26.  For example, this profile seems completely different in shape, and internally the structure is consistent.

This could be a profile from a different area of the world??  This sort of mistake is not unknown.

27.  Here's the GLODAP salinity data.
28.  And here's the WOD salinity data.  The biggest differences are in the very large area of lower salinities at depths less than 1000 m, as well as a general "scattering" at all depths.
29.  Using the cursor to investigate individual low values in the area, it should be noted that many of them are "spike" low values in profiles that otherwise seem ok.
30.  Here's the silicate data from GLODAP (chosen as an example of the ordinary main nutrients).
31.  And here's the WOD silicate data.  Of note is the large amount of high values above 1000 m.
32.  Checking in this area with the cursor, you'll find a number of stations that appear to provide uniformly high profile values, rather than single erratic points.  These profiles are both deep and shallow, it's not just a coastal-versus-deep issue.
33.  Here's the GLODAP oxygen data.
34.  And here's the WOD oxygen.  The same general patterns, with lots of scatter, both deep and shallow.
35.  Checking some of the obviously questionable values with the cursor reveals one or just a few deep stations in profiles that otherwise appear normal.
36.  And so it goes.  You can compare values from all the different variable found in GLODAP with the WOD, with a view toward identifying some trends in apparent differences.
37.  Now, with the cursor still on that apparently bad value in Panel 35, take a look at the station/sample information window on the right side of the ODV screen.
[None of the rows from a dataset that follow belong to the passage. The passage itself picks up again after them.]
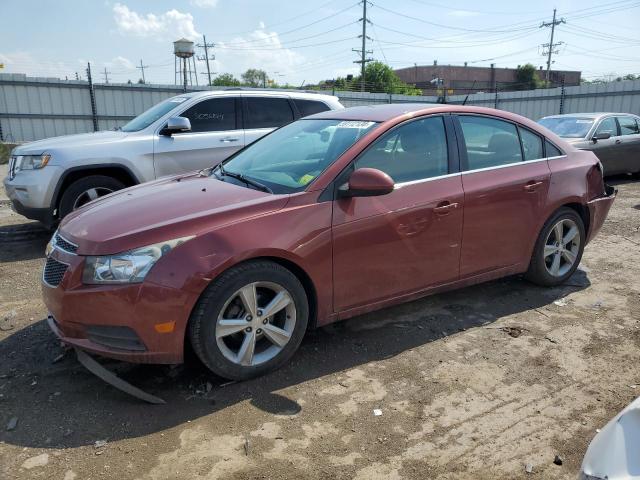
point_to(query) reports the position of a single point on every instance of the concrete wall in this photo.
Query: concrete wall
(35, 108)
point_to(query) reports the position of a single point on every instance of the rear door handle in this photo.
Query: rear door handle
(444, 208)
(531, 186)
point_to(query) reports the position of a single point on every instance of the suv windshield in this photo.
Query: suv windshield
(291, 157)
(154, 113)
(568, 127)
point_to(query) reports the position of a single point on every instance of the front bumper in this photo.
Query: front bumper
(118, 321)
(31, 192)
(598, 211)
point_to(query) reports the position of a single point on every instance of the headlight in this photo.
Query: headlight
(127, 267)
(32, 162)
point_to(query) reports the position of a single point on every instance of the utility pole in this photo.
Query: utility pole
(551, 47)
(206, 57)
(141, 68)
(363, 52)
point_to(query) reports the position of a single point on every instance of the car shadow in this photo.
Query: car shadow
(25, 241)
(59, 404)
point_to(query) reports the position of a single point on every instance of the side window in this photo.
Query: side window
(265, 112)
(552, 150)
(531, 144)
(309, 107)
(628, 126)
(489, 142)
(608, 125)
(213, 115)
(413, 151)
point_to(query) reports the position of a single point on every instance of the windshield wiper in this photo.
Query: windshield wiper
(242, 178)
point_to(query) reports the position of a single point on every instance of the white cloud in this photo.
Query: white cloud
(463, 13)
(204, 3)
(171, 23)
(259, 49)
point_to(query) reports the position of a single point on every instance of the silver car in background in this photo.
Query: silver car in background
(49, 178)
(613, 137)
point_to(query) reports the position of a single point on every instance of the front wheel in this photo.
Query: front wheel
(250, 320)
(558, 250)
The bad value of 3.68 ml/l is at depth 2975, and recall that the two value immediately above it also looked bad.

38.  Right-click on the oxygen value, and select EDIT DATA.
39.  This EDIT DATA window opens.  Block the bad values (2875 m, 2755 m and 2400 m).
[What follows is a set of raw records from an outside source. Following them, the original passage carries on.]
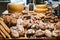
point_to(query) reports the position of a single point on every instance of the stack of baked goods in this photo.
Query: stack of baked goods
(41, 8)
(30, 25)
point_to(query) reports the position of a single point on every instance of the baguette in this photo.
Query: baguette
(5, 26)
(2, 34)
(4, 31)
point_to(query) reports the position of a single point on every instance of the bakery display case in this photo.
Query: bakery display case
(20, 23)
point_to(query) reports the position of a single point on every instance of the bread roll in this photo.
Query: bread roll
(40, 10)
(15, 8)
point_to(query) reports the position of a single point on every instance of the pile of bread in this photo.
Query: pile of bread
(30, 25)
(41, 23)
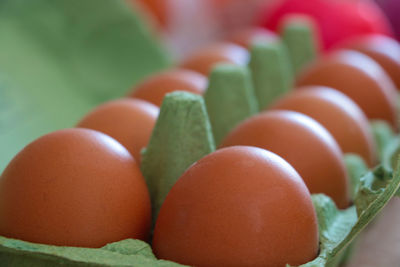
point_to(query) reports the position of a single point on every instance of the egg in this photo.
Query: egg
(336, 20)
(129, 121)
(338, 114)
(204, 59)
(359, 77)
(302, 142)
(238, 206)
(154, 88)
(384, 50)
(74, 187)
(246, 37)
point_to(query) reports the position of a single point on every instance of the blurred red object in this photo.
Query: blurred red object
(337, 19)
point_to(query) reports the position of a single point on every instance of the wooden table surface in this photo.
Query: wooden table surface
(379, 244)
40.  Set the value to 3, and click OK
41.  Check to see that the flag was changed for all 3 bad values.

Then click OK.

42.  The points are still visible.
43.  Right-click on the graphic and select REDRAW.
44.  The newly-identified bad points are not shown now (due to our quality settings in SAMPLE SELECTION CRITERIA).
45.  This introduces a general method to investigate quality in a new collection, and how to flag data points that don't appear to be good, or are at least questionable.  You should investigate other possible "benchmark" datasets for use in the same way.